3. White Dwarf- The remaining core of a small or
medium star after the red giant phase is over.
a.) The stars weight during the red giant phase will
make the star collapse in on it-self.
b.) All that is left of the star now is a collapsed core.
c.) About the size of earth.
4. Black Dwarf- The final stage of death of a small
or medium size star.
a.) After the stars core cools enough that its
luminosity is zero a star enters this phase of
life.
b.) All that is left is a tiny ball of “lifeless
material”
F. Large & X-Large Stars: (high mass stars)

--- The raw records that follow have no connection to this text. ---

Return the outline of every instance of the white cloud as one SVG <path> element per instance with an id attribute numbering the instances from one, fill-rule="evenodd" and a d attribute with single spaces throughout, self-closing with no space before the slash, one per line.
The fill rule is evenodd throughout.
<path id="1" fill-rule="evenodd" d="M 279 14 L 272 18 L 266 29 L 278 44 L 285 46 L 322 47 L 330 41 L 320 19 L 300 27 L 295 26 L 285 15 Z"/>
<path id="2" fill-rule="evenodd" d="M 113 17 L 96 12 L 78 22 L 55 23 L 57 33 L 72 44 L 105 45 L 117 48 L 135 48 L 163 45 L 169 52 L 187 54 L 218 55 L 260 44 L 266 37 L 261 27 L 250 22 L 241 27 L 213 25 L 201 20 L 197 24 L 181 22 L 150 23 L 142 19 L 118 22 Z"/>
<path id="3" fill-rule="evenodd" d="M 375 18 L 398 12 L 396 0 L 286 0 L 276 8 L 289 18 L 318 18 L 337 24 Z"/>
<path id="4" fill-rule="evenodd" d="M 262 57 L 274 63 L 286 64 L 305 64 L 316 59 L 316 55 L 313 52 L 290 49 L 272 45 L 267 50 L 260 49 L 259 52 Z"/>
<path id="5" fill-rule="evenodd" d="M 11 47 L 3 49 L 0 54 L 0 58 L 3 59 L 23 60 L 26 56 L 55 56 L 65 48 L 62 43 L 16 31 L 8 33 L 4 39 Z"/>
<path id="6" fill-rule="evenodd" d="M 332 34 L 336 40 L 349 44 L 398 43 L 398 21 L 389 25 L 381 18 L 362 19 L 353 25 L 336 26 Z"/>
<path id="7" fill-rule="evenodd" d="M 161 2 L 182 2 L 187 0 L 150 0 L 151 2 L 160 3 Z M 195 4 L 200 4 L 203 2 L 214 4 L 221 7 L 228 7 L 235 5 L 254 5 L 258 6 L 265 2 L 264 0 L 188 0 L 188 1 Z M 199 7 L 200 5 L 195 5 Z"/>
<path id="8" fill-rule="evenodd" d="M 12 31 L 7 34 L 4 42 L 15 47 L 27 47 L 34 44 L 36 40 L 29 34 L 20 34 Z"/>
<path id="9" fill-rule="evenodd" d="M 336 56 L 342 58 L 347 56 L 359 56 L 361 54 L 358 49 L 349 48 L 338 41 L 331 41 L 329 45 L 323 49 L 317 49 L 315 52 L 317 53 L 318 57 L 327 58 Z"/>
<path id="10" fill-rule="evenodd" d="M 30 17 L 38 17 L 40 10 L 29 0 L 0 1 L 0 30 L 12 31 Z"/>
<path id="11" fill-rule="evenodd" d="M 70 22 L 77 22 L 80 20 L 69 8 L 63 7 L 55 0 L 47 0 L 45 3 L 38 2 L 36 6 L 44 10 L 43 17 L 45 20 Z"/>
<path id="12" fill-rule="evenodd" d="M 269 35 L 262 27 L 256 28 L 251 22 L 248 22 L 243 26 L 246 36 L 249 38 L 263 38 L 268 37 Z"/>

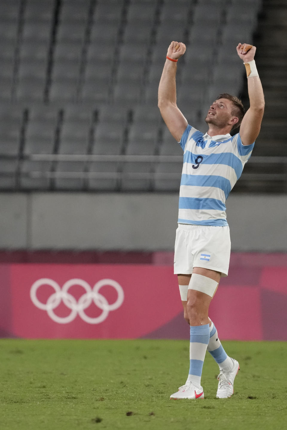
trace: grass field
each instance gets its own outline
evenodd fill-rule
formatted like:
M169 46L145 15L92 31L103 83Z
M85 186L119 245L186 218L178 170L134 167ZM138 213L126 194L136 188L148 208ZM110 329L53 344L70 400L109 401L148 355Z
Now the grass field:
M234 395L215 398L218 368L207 353L204 400L175 401L188 340L1 339L0 428L286 428L286 343L223 344L241 368Z

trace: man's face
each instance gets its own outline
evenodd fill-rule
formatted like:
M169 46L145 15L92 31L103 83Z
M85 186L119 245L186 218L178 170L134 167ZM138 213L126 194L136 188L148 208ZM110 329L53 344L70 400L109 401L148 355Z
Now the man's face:
M234 107L231 100L228 98L215 100L209 108L205 118L205 122L221 128L225 127L229 120L234 117L231 114Z

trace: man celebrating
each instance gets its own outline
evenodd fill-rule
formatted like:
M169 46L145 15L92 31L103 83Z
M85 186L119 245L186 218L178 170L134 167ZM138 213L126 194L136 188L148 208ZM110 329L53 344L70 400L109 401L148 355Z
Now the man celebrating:
M201 378L207 349L219 367L216 396L225 398L233 393L239 365L224 350L208 308L221 276L228 273L230 239L225 201L251 155L264 98L254 60L256 48L239 43L236 49L246 69L249 109L244 115L237 97L220 94L205 118L207 133L189 125L176 105L176 63L185 49L184 43L172 42L158 89L161 115L184 150L174 273L190 326L190 368L185 384L170 398L204 398ZM239 126L239 133L231 137L230 132Z

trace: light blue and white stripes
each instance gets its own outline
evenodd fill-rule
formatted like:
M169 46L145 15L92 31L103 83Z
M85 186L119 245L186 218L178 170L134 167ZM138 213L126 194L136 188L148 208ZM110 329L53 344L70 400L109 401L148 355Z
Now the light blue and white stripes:
M190 327L189 376L192 375L191 380L199 385L209 335L209 324Z
M218 338L217 331L213 322L210 327L209 344L207 346L207 351L213 357L216 363L220 364L227 358L228 356L223 349L220 341Z
M244 146L239 134L210 137L188 125L180 144L184 153L178 222L227 225L225 201L254 143Z

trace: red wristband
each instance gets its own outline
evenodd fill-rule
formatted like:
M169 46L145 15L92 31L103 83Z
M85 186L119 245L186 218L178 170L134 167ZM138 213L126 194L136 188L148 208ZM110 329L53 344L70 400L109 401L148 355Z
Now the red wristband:
M176 63L177 61L179 61L178 60L174 60L173 58L170 58L170 57L168 57L167 55L167 58L168 60L170 60L170 61L174 61L175 63Z

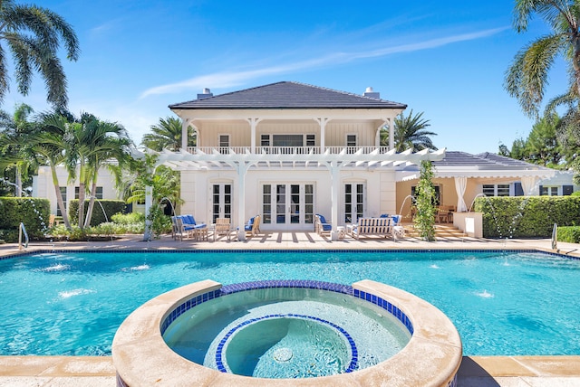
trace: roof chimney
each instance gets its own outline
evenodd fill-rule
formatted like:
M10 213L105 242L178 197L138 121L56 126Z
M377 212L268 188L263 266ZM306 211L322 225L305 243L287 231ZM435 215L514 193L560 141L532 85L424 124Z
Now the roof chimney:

2. Super Giant Star Phase- A star enters this
phase when most of the stars hydrogen is
used up.
a.) This causes a Super Nova.
b.) Super Nova- A rapid expansion of
the star that appears to be an
explosion.
c.) Gases eventually escape to form
new nebulas.
3. Neutron Star Phase- The remaining core
after a super nova.
a.) Very small and dense. (10-15 Km
across)
b.) Can be double its original density.
4. Pulsar Star Phase- A rapidly spinning
neutron star.
a.) It is spinning so fast that it looks
like little pulses of light are coming off
of it.
b.) Total collapse of the star is near
when it enters this phase.
5. Black Hole Phase- This is the final stage
of death for a large/x-large star.
a.) A total collapse of the star’s core
takes place.
b.) A black hole is extremely dense and
has a very high gravitational force.